Garh. Today was a bad day. Usually by the time I get home I'm alright but I'm not. I'm still zombie-ish. Even the sleep didn't help. I'm still tired...and I'm always sleepy. Gr.
So what happened? I dunno. Maybe I shouldn't even say, it's stupid. Am I really sensitive or something? If I am, I wish I wasn't. Gym class ruined my whole day. I wrote something down in study hall afterwards, I didn't have any homework, and I wasn't sure what to do. I would have written a letter to someone, but I haven't got anyone to write a letter to. I think this year I got one letter. I replied to it. I'm still waiting for a reply, maybe for nothing. I found this little notebook in my backpack and wrote in it as though I was writing to someone, but I'm not...so here is what I wrote.
- - -
Today's gym class sucked. I guess it always does. But it's been a few months, I'd have to say, since I last cried in gym, right? Well I really couldn't help myself, I never can. I don't know why, maybe I've got some dysfunction in my brain. Or something is unbalanced. But there is never anything really wrong. I wish I'd get hit in the head with a softball, then maybe I wouldn't have to play. If I knew that I'd have to live through today for the rest of my life, I'd rather die than attempy to hit the ball again. I just stood there, limply holding the bat. no smiles. my gym class doesn't deserve any smiles...from me. Even thoguh I was hardly trying, I still managed to hit the ball. I didn't want to, cos then I knew I'd have to run, and I didn't want to. I ended up not running anyway. I knew if I tried I would get out anyway, why waste my energy? I don't know. But it's just me I suppose.

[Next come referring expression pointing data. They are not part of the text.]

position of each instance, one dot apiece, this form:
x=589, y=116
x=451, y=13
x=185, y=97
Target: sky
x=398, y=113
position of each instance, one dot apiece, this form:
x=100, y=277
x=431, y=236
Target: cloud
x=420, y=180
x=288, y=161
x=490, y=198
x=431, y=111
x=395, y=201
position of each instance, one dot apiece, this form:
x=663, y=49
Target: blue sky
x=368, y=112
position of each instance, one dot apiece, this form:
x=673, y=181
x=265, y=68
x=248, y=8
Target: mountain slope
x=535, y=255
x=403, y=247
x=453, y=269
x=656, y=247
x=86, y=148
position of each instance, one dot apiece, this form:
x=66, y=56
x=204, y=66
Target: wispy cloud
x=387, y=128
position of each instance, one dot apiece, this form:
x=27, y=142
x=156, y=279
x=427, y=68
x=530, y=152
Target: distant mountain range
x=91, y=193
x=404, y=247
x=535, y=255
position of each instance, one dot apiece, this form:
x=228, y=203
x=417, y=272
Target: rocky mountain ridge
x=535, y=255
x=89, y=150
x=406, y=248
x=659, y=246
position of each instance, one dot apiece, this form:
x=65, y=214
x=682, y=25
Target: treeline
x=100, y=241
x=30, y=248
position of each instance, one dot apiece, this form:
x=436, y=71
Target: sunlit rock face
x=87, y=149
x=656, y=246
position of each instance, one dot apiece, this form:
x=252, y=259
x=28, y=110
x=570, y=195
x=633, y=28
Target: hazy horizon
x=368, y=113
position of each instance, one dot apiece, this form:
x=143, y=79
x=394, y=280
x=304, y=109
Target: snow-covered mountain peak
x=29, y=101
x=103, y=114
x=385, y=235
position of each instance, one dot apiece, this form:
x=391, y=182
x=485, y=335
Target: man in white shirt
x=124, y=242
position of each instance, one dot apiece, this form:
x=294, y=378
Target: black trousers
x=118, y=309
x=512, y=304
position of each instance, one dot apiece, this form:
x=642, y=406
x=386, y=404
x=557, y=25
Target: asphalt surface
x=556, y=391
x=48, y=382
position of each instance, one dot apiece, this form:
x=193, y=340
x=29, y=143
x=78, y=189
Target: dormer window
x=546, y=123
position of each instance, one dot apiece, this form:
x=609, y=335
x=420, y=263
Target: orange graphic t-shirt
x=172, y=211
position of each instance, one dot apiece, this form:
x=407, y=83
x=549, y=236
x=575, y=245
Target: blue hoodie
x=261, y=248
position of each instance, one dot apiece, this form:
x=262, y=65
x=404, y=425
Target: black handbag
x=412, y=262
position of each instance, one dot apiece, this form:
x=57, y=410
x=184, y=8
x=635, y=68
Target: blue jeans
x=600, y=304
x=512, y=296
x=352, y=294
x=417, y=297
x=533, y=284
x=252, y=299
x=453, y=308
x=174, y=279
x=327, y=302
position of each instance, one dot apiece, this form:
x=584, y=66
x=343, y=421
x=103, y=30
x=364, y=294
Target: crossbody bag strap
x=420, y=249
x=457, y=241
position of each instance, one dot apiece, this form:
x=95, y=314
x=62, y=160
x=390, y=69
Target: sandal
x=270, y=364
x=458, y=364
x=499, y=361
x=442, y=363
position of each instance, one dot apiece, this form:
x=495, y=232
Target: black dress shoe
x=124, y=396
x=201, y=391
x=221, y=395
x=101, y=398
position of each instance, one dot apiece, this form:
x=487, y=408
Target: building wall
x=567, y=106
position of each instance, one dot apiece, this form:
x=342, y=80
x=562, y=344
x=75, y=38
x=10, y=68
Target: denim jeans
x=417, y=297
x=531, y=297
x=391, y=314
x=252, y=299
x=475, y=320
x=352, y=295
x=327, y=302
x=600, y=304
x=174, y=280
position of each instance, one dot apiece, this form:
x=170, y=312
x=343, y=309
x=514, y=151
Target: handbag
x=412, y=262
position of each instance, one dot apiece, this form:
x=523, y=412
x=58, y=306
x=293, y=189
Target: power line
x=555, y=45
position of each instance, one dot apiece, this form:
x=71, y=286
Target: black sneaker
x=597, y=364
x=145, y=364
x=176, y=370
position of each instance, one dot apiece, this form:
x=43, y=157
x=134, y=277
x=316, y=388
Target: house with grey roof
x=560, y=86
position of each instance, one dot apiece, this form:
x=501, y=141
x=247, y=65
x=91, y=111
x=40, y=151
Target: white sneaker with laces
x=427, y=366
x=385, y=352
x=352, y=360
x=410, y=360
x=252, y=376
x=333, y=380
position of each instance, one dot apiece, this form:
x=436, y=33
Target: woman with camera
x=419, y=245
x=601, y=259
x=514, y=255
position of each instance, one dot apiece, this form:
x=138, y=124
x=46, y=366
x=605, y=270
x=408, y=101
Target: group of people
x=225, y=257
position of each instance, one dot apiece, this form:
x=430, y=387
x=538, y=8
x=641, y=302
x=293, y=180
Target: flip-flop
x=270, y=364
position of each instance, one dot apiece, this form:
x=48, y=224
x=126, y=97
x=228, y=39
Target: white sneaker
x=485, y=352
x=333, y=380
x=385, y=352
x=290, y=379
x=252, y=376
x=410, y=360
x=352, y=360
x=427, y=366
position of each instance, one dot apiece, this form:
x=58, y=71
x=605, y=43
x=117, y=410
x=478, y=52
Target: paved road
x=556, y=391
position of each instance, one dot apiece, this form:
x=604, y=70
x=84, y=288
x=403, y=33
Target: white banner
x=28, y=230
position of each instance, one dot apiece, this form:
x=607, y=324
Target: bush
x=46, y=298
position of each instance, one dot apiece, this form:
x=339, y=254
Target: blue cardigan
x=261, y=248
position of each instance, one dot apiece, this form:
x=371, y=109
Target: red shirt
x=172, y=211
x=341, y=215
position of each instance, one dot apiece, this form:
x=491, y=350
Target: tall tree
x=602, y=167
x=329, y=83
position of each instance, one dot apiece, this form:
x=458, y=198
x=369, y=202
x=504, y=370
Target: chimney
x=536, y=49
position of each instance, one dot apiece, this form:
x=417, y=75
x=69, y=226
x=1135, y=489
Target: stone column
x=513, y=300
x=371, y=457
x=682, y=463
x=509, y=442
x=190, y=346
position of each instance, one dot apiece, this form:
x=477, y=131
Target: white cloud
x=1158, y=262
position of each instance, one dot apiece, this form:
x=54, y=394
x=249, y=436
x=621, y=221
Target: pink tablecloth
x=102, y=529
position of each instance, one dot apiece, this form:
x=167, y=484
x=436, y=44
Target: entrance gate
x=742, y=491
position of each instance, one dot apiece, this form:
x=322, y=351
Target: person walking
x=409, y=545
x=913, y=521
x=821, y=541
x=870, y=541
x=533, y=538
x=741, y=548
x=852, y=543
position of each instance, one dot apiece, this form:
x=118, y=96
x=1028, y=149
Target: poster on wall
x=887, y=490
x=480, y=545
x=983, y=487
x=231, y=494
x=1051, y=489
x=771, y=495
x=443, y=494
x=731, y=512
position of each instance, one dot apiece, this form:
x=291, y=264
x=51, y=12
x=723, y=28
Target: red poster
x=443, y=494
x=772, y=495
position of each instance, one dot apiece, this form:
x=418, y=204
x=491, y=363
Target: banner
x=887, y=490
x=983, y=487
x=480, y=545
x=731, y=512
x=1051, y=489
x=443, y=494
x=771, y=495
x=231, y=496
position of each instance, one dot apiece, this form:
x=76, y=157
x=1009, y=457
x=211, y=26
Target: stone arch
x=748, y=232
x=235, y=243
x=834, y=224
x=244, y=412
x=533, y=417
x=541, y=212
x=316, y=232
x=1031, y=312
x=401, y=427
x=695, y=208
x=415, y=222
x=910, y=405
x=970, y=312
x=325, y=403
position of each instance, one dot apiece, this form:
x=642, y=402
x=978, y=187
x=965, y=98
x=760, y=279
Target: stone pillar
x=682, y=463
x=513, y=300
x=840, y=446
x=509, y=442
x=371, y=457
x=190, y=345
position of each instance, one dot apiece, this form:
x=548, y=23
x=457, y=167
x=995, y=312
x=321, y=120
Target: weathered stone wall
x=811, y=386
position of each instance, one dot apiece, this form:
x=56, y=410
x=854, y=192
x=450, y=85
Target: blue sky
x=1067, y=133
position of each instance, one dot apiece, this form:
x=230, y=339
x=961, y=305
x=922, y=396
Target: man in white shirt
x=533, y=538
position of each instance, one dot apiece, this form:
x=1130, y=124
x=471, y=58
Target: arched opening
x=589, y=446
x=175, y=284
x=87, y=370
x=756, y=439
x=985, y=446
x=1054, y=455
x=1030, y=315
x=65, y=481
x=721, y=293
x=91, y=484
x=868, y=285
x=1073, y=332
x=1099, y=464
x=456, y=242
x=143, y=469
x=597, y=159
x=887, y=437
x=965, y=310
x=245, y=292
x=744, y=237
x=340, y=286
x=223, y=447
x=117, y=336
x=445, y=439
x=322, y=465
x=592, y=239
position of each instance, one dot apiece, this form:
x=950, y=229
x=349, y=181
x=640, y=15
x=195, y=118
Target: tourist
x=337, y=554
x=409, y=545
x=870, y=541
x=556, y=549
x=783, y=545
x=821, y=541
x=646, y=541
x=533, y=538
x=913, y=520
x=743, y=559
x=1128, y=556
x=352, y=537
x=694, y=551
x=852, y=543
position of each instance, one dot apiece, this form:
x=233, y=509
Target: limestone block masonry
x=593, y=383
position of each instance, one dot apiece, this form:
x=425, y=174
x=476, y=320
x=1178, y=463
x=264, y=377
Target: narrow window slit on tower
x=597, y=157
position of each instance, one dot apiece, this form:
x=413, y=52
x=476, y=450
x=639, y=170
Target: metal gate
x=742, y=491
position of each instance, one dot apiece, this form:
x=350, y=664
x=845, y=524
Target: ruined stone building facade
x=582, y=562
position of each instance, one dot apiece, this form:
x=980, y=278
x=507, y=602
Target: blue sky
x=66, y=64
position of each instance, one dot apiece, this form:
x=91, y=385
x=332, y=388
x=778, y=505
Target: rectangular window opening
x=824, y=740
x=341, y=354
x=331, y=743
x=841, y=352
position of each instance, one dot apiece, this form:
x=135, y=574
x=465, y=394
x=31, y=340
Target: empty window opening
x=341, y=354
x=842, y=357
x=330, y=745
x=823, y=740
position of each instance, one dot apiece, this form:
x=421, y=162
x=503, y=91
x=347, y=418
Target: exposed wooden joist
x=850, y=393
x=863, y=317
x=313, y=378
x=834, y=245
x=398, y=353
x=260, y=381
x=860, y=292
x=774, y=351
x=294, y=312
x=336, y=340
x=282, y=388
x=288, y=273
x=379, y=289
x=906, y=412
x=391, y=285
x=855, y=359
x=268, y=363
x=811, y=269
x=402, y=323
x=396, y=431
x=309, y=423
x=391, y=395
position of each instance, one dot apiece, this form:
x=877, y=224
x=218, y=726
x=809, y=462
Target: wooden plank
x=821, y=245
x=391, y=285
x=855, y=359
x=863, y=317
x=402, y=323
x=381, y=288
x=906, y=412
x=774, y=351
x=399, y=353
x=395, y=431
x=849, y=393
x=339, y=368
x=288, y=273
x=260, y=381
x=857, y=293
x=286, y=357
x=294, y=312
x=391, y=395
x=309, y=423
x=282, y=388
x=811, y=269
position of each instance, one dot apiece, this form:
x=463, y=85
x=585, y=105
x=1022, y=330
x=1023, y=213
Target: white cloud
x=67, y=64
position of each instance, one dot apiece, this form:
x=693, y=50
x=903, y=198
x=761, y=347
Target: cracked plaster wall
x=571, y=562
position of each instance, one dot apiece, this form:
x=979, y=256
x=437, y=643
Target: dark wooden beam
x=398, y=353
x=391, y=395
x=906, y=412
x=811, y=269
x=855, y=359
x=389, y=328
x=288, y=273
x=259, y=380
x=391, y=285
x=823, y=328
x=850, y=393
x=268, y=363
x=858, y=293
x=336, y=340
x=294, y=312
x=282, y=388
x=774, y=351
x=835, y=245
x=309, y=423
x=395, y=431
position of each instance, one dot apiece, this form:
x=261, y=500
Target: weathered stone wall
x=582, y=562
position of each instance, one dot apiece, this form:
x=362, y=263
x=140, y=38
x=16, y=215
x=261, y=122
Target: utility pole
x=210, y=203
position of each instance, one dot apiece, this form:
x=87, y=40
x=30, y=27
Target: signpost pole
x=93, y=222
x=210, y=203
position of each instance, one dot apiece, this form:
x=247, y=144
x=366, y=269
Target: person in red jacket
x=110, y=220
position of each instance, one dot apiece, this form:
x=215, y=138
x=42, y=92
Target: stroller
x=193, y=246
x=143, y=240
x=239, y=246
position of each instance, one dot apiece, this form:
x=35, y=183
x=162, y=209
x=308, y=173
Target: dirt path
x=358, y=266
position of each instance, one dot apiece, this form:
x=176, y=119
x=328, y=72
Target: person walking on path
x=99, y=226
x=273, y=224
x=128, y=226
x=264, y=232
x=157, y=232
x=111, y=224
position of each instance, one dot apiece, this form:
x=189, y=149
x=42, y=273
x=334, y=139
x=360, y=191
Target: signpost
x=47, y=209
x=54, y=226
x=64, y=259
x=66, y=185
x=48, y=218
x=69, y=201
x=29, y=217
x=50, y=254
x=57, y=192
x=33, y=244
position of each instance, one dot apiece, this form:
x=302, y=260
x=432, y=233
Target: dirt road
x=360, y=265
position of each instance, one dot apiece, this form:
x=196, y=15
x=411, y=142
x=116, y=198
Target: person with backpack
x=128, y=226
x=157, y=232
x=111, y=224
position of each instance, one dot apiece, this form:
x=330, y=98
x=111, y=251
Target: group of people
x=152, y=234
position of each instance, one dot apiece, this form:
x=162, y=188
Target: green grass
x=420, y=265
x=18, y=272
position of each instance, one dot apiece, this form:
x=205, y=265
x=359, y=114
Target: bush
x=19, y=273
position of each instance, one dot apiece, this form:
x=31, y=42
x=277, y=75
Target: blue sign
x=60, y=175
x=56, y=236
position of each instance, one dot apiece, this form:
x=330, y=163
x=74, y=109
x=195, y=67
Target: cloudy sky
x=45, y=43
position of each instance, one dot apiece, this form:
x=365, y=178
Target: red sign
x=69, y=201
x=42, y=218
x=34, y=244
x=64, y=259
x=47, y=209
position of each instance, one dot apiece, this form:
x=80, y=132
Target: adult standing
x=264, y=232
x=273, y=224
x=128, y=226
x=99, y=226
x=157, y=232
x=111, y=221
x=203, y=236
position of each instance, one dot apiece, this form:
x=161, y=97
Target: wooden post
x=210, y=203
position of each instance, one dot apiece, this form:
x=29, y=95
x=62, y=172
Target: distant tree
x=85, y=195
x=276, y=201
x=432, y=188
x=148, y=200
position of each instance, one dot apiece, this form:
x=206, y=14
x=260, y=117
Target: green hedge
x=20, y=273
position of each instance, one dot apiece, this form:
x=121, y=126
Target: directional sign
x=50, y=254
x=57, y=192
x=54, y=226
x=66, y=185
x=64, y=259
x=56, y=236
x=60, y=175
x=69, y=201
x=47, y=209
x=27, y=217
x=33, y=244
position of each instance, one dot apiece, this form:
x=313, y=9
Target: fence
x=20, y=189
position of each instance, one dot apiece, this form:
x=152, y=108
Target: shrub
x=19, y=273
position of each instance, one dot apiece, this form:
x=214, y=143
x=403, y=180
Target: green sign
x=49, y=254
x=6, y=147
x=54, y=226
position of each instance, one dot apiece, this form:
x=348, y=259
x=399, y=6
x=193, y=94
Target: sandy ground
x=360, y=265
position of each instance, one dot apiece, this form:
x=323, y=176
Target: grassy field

I haven't got any sudden bursts of creativity, but I thought I should write something. If I had my guitar, I could write a song, but I'm in school right now. It could be worse, at least I'm in study hall, listening to Amnesiac. Thank god for Radiohead.
I forgot to mention, the real problem with gym is that people make fun of me. I know they're just jokes, but those jokes make me hate everyone. I'm a hateful person, big deal. Not like I woke up an decided I'd hate everything. I think for a split second when you wake up you don't really think about anything, you're still somewhere elkse where there are floating suns and lots of nothingness. Actually, there couldn't really be nothing at all, there is always something.they all look at you in your general direction but no one knows who you are
they go backwards
take back the money and run
empty bags wait to be discovered before the police made a prisoner out of you
before another building dies
come on the world will die tonight
it's happened before
this day is no different from the last
pick up sticks
throw them on the floor
they're neglected and unwanted
who would want them anymore?
pick up dust
blanketing a meaningless existance
why even try?
why even try when the devil will get the best of you
before you get the chance to take a stab?
[drawing of mountains]
- - -
Alright, I dunno if that explains things. But I don't totally remember what it felt like at the time since it's been so many hours. About 12. I just didn't want to play softball. That's all. It's stupid, but I should have a choice. I don't see why I go to school for first period anyway, I should just skip first period. I was the last to bat on my team. I didn't want to try. I hate crying. It's messy.
All the stuff in italics are my pseudo-poems, I don't call them real poems, because I don't think they are, but then it's not normal writing either, so it's somewhere in between. I don't know why I drew the mountains.
My day got bad again during last period, we were doing a lab in Chemistry and I accidentally spilled hot water on Jon, after Aliza had broken a test tube which contained a solution we were supposed to observe. I felt bad, but I didn't apologize, so I feel worse. But I don't like Jon. So should it matter? Well as far as I know, he's still a human being. Still, he made fun of me during English, he was like "Hey Robyn, good job playing softball today..." which was a load of crap. Why be all sarcastic to me? Does he think I like that? That's what all the other people were like during gym, they were like "Way to make an effort, Robyn," or "Good job, Robyn!"...why do people always need to comment on everything? I never do. I don't talk much during the day, but there is absolutely no point in making extra comments about other people, even if they're just jokes. I hate jokes. A joke is a joke to the person who tells the joke, but what about the othe person? You dunno what they'll think. I don't think anyone in my class really has anything against me, but I just hate it when they tell me to smile, or make comments like that (which happens a lot) because they're not even my friends, why talk to me? So I hate them all.
Maybe tomorrow I can just lie down on the grass. Take a nap. At this point I don't care if I fail gym. So my GPA goes way down, not like I have a big plan for my future. Maybe i'm supposed to fail. Something out there wants me to.